After from my initial, defensive reaction (“Let me live, people!”), I was sent into a spiral of self-examination about why I like the quirky holiday staple so much, when seemingly everyone else would rather use it as a doorstop. For me, it has a lot to do with nostalgia. Before you could have a fruitcake sent to your doorstep with the click of a keyboard key, you either had to make it from scratch or purchase one in the store. Since my father’s only culinary specialty was burnt grilled cheese sandwiches, he settled for the latter—and I was his accomplice. We hit up the local grocery store and a few bakeries to track down the best one, and we ate it on the drive home while listening to Christmas carols.
In short, fruitcake brings back all the warm fuzzies of my childhood during the holiday season. But there are a few other reasons I think my friends, that bartender, and the rest of you hesitant fruitcake eaters should give it another chance:
1. The recipe is flexible
You can make fruitcake dark or light, and use candied or dried fruit. However you do it, the ingredients can vary greatly, and there are a ton of different combinations. Pineapple, apricots, brown sugar, raisins and molasses are all possibilities.
2. You can incorporate your favorite booze
Although most classic fruitcake recipes call for brandy, you can swap that out for rum, bourbon or even wine.

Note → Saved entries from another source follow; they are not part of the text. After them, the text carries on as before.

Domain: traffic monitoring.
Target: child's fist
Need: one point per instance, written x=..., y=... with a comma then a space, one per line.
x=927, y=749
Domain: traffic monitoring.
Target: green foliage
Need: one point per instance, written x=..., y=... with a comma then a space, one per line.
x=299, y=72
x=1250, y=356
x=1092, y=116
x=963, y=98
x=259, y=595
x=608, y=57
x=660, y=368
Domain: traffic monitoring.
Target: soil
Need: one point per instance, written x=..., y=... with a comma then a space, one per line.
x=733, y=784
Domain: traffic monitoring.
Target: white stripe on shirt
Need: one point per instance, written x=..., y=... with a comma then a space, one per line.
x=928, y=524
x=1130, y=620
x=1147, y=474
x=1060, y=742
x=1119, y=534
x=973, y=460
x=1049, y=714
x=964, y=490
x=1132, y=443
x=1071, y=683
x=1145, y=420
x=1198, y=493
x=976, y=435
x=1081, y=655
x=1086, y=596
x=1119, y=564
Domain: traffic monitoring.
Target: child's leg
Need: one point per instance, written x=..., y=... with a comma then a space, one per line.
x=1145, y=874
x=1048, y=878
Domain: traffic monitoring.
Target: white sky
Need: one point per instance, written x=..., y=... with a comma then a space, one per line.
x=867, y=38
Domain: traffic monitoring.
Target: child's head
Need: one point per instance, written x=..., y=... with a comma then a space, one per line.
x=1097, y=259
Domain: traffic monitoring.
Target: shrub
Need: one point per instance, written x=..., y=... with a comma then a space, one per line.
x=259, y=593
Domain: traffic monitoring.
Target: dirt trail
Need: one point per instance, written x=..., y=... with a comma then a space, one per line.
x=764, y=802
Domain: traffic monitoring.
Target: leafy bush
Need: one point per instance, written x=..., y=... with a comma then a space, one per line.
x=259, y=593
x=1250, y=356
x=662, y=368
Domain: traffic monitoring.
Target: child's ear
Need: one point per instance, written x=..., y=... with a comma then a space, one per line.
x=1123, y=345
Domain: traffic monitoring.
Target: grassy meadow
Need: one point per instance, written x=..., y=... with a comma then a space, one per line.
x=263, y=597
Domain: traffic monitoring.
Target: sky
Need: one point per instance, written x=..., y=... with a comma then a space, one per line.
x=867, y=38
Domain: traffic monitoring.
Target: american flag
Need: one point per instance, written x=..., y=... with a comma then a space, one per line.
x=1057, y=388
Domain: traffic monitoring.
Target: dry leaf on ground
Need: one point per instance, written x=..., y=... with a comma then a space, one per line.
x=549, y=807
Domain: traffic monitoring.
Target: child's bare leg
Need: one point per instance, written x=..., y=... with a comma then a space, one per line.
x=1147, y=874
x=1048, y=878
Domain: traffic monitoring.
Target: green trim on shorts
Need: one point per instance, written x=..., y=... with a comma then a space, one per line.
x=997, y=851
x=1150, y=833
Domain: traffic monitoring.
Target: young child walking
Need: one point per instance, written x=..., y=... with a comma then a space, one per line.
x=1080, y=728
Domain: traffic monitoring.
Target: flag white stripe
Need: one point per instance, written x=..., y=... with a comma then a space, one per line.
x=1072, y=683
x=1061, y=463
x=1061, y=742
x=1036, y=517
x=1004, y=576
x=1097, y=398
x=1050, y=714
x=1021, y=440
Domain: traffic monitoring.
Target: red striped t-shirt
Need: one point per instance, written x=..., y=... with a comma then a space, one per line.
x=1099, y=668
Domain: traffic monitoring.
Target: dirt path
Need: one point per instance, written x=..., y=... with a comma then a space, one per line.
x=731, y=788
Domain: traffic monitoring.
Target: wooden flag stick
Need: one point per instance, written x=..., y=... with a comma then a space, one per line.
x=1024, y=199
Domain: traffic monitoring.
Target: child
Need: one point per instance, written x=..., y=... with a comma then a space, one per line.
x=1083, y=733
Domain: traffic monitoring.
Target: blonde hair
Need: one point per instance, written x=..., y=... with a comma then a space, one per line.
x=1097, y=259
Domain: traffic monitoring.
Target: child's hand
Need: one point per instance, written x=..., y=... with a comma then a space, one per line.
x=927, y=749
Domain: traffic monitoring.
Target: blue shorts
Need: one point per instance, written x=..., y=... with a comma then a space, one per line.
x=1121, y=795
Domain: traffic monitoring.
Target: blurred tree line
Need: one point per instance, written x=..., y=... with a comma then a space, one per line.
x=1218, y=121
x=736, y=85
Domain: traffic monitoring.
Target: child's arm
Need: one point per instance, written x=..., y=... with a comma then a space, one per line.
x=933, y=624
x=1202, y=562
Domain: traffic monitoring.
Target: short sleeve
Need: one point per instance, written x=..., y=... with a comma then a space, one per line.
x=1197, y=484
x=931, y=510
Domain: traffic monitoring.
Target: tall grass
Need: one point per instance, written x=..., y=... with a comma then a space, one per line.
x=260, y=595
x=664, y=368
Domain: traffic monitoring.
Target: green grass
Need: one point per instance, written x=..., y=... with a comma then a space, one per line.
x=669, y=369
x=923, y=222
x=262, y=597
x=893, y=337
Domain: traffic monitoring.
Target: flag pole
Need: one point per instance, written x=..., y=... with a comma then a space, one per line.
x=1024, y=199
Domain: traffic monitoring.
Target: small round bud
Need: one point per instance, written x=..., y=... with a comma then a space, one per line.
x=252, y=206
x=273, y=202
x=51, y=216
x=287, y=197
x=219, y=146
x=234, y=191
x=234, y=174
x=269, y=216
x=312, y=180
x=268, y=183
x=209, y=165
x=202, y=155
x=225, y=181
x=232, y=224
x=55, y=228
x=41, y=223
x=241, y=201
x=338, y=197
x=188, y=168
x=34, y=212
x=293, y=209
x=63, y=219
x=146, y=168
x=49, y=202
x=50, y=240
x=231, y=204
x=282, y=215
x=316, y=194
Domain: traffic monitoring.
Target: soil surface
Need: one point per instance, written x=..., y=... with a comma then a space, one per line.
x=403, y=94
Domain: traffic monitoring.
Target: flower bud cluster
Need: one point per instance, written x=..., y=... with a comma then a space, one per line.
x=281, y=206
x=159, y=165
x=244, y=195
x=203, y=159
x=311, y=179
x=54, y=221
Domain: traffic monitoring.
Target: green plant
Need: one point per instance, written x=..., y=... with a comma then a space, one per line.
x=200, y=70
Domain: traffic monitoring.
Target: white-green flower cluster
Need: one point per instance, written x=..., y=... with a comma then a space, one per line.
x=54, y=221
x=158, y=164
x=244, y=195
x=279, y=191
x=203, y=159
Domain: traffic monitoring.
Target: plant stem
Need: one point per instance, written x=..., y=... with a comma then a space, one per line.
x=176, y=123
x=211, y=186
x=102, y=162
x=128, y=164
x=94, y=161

3. It keeps for a very long time
The serious fruitcake lovers out there have been to known to wait as long as three years before eating the treat. If you want to follow their lead, be sure the cake is stored properly so the it ages safely.
4. It satisfies a sweet tooth
Fruitcake is everything sweet baked into a dense, flavorful loaf. So from the candied fruits to the dark, boozy aftertaste, it satisfies every sweet craving.

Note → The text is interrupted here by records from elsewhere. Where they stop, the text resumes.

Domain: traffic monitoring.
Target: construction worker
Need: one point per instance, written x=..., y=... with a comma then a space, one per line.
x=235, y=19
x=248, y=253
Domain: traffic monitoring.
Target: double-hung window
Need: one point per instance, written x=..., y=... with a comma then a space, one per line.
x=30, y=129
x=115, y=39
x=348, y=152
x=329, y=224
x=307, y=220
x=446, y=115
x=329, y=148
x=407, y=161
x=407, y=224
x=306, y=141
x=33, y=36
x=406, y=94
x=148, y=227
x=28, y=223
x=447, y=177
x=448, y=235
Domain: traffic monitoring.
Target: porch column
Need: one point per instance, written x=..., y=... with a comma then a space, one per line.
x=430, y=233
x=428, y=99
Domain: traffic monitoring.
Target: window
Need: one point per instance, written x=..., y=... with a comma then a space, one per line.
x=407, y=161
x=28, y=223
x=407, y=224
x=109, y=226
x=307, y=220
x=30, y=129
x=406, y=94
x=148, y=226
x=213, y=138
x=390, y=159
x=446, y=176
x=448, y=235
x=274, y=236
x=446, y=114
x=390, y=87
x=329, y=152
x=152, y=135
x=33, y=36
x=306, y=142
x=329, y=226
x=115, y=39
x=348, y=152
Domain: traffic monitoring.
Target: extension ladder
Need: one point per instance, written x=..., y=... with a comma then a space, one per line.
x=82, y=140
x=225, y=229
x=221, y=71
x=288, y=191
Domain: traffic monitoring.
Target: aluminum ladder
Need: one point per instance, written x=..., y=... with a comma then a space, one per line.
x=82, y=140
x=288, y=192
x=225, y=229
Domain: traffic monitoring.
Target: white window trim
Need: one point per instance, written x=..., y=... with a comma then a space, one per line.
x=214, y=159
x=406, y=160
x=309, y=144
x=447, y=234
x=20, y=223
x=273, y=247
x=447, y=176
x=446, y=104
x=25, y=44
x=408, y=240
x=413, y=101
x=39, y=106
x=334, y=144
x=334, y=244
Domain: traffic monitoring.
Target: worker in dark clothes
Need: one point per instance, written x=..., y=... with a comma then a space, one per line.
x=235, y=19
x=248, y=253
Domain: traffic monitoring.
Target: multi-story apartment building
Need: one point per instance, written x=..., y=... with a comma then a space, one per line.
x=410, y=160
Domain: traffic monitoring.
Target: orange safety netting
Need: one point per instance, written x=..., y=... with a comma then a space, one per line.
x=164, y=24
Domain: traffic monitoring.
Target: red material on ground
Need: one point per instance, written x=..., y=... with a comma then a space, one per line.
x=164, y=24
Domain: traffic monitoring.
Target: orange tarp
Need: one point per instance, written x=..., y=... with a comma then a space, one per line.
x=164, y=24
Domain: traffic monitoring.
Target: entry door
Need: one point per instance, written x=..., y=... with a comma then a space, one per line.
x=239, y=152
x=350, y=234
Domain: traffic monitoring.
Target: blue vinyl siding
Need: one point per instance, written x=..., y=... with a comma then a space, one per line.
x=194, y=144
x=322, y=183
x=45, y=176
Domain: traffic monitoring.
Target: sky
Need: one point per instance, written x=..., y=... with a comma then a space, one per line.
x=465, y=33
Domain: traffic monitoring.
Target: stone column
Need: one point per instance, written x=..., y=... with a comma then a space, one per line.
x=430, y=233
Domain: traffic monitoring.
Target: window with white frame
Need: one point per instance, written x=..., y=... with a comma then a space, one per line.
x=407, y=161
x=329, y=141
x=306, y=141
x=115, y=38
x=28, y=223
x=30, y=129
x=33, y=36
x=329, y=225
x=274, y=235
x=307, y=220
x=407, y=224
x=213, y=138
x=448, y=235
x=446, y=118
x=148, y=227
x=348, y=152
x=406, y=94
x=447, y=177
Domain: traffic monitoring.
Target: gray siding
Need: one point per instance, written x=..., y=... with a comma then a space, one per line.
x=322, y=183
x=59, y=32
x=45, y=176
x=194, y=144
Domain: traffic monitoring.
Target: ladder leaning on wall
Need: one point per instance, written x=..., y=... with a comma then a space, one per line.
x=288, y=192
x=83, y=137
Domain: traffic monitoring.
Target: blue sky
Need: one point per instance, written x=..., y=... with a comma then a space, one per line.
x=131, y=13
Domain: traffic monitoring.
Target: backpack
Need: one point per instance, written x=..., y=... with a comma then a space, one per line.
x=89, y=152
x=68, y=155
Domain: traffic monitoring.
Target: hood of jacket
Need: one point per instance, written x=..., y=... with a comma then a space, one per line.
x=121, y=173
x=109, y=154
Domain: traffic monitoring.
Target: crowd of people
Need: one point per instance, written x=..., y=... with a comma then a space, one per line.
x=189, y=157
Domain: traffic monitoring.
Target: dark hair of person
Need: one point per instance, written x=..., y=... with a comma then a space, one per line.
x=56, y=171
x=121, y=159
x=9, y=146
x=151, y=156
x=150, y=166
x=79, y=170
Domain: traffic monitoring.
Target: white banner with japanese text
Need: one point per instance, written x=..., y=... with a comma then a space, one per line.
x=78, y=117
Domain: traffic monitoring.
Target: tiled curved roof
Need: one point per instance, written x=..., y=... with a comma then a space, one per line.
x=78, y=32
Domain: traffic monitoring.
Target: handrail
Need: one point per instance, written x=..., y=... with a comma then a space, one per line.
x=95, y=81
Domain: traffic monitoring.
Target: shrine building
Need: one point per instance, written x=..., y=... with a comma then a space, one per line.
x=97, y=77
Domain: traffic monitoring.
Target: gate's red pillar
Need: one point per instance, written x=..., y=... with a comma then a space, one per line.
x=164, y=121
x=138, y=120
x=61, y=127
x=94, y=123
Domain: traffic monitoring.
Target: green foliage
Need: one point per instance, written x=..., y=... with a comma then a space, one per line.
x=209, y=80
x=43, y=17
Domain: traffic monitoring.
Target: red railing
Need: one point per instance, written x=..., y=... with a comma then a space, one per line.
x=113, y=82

5. It’s a Christmas tradition
You might not have grown up eating fruitcake, but I bet your grandmother did…and her mom and dad and their family before that. In our opinion, for the sake of keeping tradition alive, munching on a delectable fruitcake is a small price to pay. Psst! We’ve gathered a few more fun holiday traditions you might want to start this year.
Our Best Fruitcake Baking Tips
If we’ve convinced you to give fruitcake another chance, then you’re absolutely brave enough to make your own at home. Taste of Home Food Editor James Schend offers some of his best tips for baking fruitcake, below:
- Make it at least 4 weeks in advance. “They just seem to get better and better the more they are aged,” says James.
- Use high-quality, fresh spices (not the old ones sitting in your pantry), since this is main component of the fruitcake’s flavor.
- Place a double layer of parchment paper in the pan before adding the batter. Says James: “Since it’s in the oven so long, this helps keep the outside from browning too much.”
- Once the fruitcake cools, wrap it in a triple layer of cheesecloth—soaked in whatever alcohol you choose to use—before storing in an airtight container.
- Dampen the fruitcake with alcohol, using a spray bottle, and mist the cheesecloth thoroughly. “I like to ‘feed’ fruitcakes about once a week in the beginning, and then less often as they age,” James says.
- Never store them in the fridge, which can be too cold—not to mention moist. Instead, choose a cool, dry place. “I usually store fruitcake in my basement,” James says. “If the storage area is too chilly,” he explains, “it stops the aging process.”
At the end of the day, fruitcake is one of those things you simply can’t knock until you try. Surprise a fruitcake lover by gifting them a homemade one this year. You might actually enjoy it, yourself.